Now, let’s take a step back and explore why these athletes, who often earn millions of dollars in salary and signing bonuses, get to the point of “losing it all” (or in some cases, most of it). Truth is, there can be many reasons, and they can intertwine.Big Spender

Let’s explore a few possibilities below:

  • Athletes often come from less-than-fortunate financial backgrounds and have no experience in handling the “big” money that is thrown their way at such a young age, nor do they take the time to educate themselves on becoming financially savvy. Additionally, they don’t understand the concept of investing their money for retirement.
  • Athletes make the mistake of thinking their careers will last forever, hence being employed longer. According to the NFL Players Association, the average career of an NFL player lasts only 3.3 years due in part to injury, retirement or getting cut.
  • Living lavish lifestyles. Pro athletes’ fortunes may dwindle down quickly because of expensive houses, cars, jewelry etc. High priced wardrobes, gambling, hanging out in night clubs and drugs can be contributing factors as well.
  • Athletes have also been linked to making bad investment decisions. Athletes may be lured into putting their money into tangible investment opportunities such as inventions, nightclubs, car dealerships and the like. These same athletes are considered financial prey to disreputable people who see them as easy targets.
  • In some cases, athletes will hire the wrong people as financial advisors to manage their money. Typically they will compound the problem by trusting that same person way too much.

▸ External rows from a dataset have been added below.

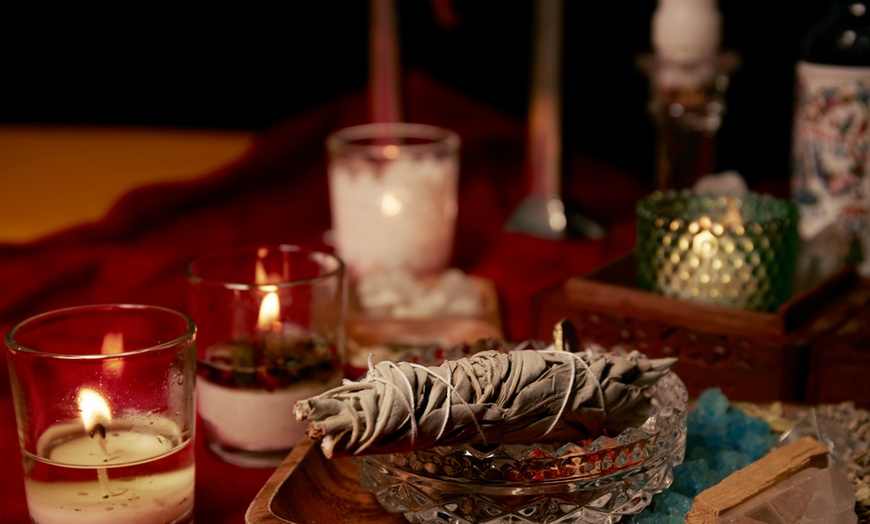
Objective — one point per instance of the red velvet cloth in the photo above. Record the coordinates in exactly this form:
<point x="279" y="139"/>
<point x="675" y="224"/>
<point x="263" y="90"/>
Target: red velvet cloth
<point x="278" y="193"/>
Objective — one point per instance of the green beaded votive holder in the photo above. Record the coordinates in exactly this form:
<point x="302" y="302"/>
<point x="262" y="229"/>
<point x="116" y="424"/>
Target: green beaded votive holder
<point x="728" y="250"/>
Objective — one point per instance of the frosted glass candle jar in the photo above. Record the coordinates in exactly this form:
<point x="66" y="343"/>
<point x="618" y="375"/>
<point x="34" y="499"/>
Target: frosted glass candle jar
<point x="105" y="408"/>
<point x="735" y="251"/>
<point x="270" y="322"/>
<point x="393" y="196"/>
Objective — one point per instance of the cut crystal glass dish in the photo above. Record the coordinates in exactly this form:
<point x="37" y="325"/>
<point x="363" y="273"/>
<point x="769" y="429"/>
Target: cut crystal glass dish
<point x="596" y="481"/>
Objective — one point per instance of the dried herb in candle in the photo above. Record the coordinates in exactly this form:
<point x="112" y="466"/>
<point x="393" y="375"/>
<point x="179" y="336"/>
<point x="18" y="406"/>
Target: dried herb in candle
<point x="520" y="396"/>
<point x="269" y="366"/>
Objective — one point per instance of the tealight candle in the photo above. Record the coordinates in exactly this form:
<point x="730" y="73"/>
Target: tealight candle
<point x="729" y="250"/>
<point x="107" y="429"/>
<point x="271" y="333"/>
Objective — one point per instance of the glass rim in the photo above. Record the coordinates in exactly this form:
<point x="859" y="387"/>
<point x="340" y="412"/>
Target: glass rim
<point x="651" y="207"/>
<point x="14" y="346"/>
<point x="347" y="138"/>
<point x="195" y="278"/>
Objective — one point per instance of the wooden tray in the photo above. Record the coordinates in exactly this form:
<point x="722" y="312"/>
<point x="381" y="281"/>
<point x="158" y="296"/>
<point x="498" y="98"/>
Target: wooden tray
<point x="308" y="488"/>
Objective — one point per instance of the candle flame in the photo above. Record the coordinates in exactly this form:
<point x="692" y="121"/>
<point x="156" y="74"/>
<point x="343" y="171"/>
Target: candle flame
<point x="732" y="216"/>
<point x="270" y="308"/>
<point x="93" y="408"/>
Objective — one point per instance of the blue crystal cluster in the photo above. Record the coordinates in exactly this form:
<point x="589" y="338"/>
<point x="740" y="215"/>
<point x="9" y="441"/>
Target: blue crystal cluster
<point x="720" y="440"/>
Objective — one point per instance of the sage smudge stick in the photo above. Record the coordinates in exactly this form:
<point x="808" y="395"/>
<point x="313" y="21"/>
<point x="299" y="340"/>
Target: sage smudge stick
<point x="517" y="397"/>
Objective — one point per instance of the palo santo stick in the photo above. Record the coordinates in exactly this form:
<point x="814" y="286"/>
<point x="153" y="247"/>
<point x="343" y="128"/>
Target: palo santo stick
<point x="762" y="474"/>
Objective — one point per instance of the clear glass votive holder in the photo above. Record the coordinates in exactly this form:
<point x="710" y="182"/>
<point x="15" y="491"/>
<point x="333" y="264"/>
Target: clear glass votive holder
<point x="728" y="250"/>
<point x="104" y="401"/>
<point x="271" y="332"/>
<point x="393" y="196"/>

So what lessons can we learn through the misfortunes and actions of the pro-athlete? For starters, it’s a fact that most athletes will not earn the same amount of money in post retirement as they do during their playing days. Hence, their highest earning period is often very short. However, no matter how much money we make or how old we are, we all need to save for retirement, emergencies and times in life when our income of tomorrow isn’t as much as it is today. In short, save money during the prosperous times to be ready for the lean times.

Also, before you hire a money manager or advisor, ask some basic questions and do your research. Is the person certified by a national accrediting organization or firm? Have there been complaints or lawsuits filed against him or her? Do they come with strong references? Most importantly, trust your gut. If they seem “shady”, they probably are.

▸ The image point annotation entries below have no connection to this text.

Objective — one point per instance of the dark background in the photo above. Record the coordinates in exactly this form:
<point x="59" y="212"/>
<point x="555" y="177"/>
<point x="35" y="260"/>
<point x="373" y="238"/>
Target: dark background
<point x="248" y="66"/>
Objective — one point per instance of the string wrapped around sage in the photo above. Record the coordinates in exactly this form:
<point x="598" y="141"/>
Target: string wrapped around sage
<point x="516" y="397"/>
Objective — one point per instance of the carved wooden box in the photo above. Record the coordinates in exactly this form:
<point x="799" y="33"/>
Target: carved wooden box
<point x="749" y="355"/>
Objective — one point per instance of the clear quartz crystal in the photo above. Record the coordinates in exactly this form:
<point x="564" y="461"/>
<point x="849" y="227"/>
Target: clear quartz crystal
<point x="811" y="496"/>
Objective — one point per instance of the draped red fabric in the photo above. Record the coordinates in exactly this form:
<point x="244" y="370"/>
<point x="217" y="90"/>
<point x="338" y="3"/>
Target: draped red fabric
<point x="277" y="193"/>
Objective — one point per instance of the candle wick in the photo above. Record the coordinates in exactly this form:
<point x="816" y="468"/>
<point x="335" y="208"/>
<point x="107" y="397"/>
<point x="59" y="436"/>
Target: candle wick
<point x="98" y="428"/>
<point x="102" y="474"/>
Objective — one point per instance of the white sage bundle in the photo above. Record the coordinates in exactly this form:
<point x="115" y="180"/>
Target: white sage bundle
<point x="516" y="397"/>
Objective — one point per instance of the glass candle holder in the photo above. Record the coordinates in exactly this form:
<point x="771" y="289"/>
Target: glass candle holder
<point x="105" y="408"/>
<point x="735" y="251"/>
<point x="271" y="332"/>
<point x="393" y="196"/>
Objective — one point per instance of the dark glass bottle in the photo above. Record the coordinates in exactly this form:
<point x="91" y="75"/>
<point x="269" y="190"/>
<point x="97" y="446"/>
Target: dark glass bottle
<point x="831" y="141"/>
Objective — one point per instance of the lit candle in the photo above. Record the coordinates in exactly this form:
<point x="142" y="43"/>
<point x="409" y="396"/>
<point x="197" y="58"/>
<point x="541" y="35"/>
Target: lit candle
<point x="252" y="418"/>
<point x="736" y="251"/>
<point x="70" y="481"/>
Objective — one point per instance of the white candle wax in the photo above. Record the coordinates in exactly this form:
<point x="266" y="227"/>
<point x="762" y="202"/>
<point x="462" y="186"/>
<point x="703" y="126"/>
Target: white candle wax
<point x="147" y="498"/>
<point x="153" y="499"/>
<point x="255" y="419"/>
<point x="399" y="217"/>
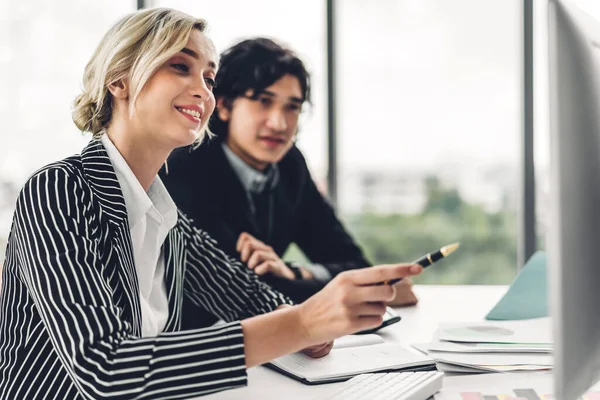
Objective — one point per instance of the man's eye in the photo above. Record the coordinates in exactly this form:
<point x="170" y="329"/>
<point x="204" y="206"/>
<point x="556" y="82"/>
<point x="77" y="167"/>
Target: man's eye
<point x="210" y="83"/>
<point x="181" y="67"/>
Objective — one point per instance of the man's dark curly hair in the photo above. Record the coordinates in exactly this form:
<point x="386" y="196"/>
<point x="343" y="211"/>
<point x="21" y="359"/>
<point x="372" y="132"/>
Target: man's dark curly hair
<point x="254" y="64"/>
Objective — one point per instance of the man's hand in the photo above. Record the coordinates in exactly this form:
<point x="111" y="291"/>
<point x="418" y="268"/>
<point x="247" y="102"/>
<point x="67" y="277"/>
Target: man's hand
<point x="404" y="294"/>
<point x="261" y="258"/>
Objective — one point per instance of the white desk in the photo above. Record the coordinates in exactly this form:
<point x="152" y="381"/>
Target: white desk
<point x="436" y="304"/>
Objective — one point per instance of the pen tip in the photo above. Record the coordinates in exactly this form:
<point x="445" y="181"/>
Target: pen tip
<point x="450" y="248"/>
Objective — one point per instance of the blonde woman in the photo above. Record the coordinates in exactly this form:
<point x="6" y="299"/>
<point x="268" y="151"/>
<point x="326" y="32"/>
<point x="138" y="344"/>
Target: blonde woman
<point x="99" y="260"/>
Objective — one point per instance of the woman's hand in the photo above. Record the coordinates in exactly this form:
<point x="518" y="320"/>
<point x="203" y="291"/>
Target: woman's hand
<point x="319" y="350"/>
<point x="404" y="294"/>
<point x="261" y="258"/>
<point x="351" y="302"/>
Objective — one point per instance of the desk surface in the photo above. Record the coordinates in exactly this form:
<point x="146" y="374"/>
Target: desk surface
<point x="436" y="304"/>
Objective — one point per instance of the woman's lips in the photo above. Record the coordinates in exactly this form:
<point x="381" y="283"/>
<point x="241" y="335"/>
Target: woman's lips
<point x="272" y="142"/>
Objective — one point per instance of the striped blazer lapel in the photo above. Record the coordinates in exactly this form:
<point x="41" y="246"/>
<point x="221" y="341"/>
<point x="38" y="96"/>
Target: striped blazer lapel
<point x="175" y="258"/>
<point x="102" y="178"/>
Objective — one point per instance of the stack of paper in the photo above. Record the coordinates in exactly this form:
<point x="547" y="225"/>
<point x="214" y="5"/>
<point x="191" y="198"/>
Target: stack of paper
<point x="492" y="346"/>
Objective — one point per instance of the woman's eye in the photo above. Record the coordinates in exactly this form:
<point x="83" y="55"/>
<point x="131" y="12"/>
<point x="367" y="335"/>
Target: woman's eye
<point x="181" y="67"/>
<point x="265" y="101"/>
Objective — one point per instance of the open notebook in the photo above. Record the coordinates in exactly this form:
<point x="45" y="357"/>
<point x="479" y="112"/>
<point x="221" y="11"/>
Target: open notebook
<point x="351" y="356"/>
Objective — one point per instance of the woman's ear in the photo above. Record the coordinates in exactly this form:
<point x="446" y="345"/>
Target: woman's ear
<point x="222" y="110"/>
<point x="119" y="90"/>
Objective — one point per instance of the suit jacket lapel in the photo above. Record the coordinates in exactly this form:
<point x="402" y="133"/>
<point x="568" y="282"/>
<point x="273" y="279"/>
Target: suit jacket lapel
<point x="234" y="201"/>
<point x="102" y="179"/>
<point x="175" y="259"/>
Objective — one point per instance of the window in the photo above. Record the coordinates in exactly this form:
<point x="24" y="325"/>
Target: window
<point x="429" y="132"/>
<point x="44" y="47"/>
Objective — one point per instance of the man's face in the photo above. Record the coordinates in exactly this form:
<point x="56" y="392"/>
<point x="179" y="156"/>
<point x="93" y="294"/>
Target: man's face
<point x="262" y="129"/>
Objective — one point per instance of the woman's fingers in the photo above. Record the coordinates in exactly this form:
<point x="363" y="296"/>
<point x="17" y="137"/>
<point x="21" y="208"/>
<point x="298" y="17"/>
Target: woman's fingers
<point x="258" y="256"/>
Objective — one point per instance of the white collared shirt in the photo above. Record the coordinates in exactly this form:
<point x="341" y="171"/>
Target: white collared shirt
<point x="151" y="216"/>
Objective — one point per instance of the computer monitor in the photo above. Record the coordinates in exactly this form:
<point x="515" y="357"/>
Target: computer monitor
<point x="574" y="232"/>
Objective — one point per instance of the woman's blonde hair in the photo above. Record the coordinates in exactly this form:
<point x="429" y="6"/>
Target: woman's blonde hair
<point x="132" y="50"/>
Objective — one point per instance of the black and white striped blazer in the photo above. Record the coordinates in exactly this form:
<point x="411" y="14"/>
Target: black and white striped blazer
<point x="70" y="319"/>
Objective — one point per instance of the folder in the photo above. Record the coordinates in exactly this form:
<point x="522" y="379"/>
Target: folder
<point x="527" y="296"/>
<point x="351" y="359"/>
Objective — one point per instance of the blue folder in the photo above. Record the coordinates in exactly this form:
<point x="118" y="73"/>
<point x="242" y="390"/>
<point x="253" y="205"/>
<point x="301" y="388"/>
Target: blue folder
<point x="527" y="296"/>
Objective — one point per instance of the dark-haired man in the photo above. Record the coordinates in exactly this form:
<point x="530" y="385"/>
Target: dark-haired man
<point x="250" y="188"/>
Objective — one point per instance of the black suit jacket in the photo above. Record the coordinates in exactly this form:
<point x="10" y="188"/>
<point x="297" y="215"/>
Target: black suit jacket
<point x="204" y="185"/>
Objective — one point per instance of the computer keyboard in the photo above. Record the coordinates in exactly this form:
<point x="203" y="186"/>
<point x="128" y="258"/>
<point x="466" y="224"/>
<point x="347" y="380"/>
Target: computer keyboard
<point x="391" y="386"/>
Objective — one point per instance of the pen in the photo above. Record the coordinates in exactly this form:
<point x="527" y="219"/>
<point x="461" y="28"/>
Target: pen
<point x="430" y="258"/>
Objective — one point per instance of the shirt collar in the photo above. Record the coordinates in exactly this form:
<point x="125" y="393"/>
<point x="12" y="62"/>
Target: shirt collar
<point x="156" y="202"/>
<point x="252" y="180"/>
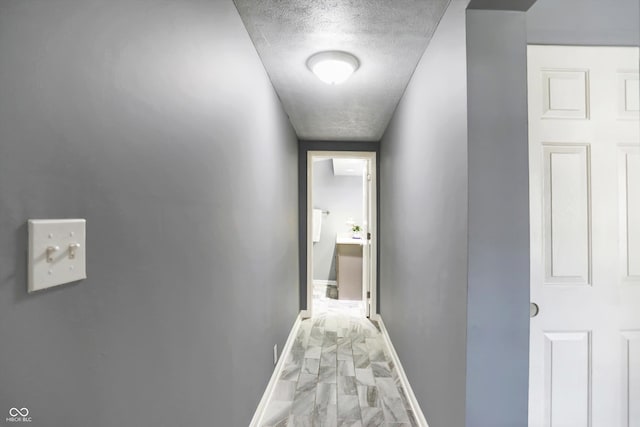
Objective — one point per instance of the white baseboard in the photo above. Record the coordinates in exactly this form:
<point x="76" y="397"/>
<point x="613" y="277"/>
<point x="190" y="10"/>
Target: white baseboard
<point x="262" y="406"/>
<point x="415" y="407"/>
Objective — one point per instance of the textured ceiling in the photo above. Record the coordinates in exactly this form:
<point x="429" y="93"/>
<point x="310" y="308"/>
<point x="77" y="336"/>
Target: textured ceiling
<point x="387" y="36"/>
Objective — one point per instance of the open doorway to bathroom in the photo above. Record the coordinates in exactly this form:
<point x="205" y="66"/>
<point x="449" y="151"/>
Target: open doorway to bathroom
<point x="341" y="235"/>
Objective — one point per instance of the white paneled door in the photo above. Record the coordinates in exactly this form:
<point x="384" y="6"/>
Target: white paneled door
<point x="584" y="160"/>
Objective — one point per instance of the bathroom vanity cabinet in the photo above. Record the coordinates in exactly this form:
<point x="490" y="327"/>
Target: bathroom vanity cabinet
<point x="349" y="268"/>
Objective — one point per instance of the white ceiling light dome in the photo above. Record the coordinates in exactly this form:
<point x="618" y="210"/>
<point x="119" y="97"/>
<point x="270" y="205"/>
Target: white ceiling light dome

Don’t invest your money blindly. Avoid risky investments or what may appear to be a risky investment. Remember, investing isn’t the same thing as gambling. You don’t want to be too risky with your money, and there is absolutely no such thing as a “can’t miss” investment.

It’s certainly okay to be loyal and generous to your family and friends. Besides, where would any of us be without them? However, it should not cost you your own personal long-term financial security. Don’t carry more than you can bear. Take care of yourself first and your immediate family second. After that, be careful, and use your judgment before you extend your financial security among others.